The United Nations estimates that by 2005 about $10.5 billion will be needed each year to cover the costs of the worldwide epidemic.
But that did not stop people from praising the American government, which said it was tripling its spending on AIDS. In the past, critics had often accused the Bush administration of doing too little to stop AIDS.
"My prayer is that when this funding comes we'll see a reduction of people being affected by AIDS," said Prega Ramsany, executive director of the Southern African Development Community, which represents most countries in this region.
In Botswana, officials said they hoped the money would be used to buy AIDS drugs and to hire more doctors and nurses. Botswana is the only country in Africa to commit to providing AIDS drugs to all its residents. But the disease is killing Botswana's nurses and doctors, and the country is struggling to fill the gap.
"This news is a very encouraging thing to us in Africa," Abinel Whendero, acting coordinator of the government's National AIDS Coordinating Agency, said of the Bush plan. "The scourge is taking its human toll here."
Stephen Lewis, the U.N. envoy for AIDS in Africa, hailed the new spending as "a dramatic signal from the U.S. administration that it is ready to confront the pandemic."
He said he hoped other wealthy countries would follow suit.
"The international delinquency that has haunted the response to AIDS in Africa is hardly that of the United States alone; it extends, without exception, to all the wealthy donor nations," said Lewis, who was visiting Johannesburg as part of a fact-finding mission in the region.
The Bush administration said the program would focus on South Africa, Botswana, Namibia, Mozambique, Zambia, Uganda, Tanzania, Kenya, Ethiopia, Nigeria and Ivory Coast. Southern Africa has the world's highest rates of infection. In Botswana, for instance, nearly 40 percent of all adults are believed to be infected.
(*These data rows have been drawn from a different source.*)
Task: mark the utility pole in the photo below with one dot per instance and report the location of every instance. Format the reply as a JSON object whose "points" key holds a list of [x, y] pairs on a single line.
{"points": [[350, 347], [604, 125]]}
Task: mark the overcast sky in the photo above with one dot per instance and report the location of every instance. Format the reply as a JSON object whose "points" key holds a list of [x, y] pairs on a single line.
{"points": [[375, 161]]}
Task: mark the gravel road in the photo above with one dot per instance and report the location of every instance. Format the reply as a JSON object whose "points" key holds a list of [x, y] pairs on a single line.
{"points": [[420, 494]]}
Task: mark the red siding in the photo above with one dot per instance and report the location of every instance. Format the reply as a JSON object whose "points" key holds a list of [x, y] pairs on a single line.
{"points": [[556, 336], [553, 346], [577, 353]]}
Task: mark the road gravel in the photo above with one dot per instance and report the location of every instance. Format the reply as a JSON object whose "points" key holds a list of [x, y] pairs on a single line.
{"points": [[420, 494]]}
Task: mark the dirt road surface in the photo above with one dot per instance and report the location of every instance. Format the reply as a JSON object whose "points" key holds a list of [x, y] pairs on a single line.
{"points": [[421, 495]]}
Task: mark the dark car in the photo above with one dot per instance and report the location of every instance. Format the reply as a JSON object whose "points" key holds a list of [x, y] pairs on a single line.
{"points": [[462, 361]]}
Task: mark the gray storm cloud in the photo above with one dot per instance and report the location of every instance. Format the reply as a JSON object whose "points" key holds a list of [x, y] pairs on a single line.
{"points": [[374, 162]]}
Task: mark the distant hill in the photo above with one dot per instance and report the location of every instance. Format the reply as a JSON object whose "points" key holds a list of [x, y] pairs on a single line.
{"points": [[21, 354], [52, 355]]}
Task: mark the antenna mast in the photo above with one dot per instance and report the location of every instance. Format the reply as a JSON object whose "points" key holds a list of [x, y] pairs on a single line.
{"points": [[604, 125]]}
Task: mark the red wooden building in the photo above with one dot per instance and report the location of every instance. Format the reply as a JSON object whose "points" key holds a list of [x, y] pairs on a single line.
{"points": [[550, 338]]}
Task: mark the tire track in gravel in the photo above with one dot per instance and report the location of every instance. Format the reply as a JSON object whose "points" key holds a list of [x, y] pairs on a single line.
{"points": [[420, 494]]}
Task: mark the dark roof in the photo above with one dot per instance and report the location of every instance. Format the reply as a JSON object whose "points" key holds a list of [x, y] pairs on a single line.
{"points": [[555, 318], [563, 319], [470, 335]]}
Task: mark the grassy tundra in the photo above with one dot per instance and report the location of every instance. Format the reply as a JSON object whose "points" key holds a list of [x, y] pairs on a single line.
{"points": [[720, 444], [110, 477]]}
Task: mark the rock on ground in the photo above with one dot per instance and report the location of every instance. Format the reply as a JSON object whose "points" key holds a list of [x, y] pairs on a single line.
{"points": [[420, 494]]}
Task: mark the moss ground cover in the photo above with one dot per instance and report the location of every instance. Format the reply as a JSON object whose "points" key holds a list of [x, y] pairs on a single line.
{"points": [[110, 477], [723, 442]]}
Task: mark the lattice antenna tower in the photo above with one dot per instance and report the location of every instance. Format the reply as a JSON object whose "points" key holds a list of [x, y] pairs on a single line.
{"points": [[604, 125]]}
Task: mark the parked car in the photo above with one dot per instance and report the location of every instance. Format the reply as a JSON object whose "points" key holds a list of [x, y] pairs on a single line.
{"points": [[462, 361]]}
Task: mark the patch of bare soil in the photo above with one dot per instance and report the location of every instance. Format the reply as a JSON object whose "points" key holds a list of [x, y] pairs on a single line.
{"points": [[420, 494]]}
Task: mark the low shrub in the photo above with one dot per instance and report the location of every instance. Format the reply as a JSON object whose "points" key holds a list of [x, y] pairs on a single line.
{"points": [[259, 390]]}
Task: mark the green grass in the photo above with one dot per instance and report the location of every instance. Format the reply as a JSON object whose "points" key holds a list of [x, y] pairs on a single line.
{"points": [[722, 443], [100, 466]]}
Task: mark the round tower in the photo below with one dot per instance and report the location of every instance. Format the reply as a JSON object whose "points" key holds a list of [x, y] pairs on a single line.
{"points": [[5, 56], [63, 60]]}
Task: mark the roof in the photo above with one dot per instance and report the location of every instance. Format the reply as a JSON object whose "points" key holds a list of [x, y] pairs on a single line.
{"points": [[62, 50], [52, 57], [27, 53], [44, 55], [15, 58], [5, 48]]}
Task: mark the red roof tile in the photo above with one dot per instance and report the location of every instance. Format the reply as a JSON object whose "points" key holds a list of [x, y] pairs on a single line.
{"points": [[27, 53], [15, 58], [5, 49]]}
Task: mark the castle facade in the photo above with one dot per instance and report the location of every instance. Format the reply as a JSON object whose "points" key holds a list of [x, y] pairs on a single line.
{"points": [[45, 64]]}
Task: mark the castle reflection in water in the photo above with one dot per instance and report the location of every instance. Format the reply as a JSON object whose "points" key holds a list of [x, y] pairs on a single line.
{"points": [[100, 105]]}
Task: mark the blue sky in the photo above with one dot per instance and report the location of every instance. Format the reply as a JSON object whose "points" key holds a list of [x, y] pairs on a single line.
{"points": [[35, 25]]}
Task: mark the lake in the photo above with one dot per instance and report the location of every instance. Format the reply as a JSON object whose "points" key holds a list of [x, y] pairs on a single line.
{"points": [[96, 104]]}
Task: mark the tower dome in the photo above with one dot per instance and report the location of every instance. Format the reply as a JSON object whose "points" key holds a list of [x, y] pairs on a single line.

About $1 billion of the $10 billion in new spending is expected to go to a new global fund to fight AIDS. Until now the Bush administration has been criticized for contributing $500 million to the fund, which also finances projects that combat malaria and tuberculosis.
Many questions remain about how the program will work. AIDS experts still do not know whether Washington will provide money to governments or direct its financing to specific projects.
But even with those lingering questions, regular critics of the American government took pains to praise the step forward.
"Look, more money for AIDS is good news," said Ellen 't Hoen of Doctors Without Borders, a medical charity that has led the fight for lower-priced AIDS drugs and has criticized the Bush administration. "This is a significant increase over what the U.S. government is spending now."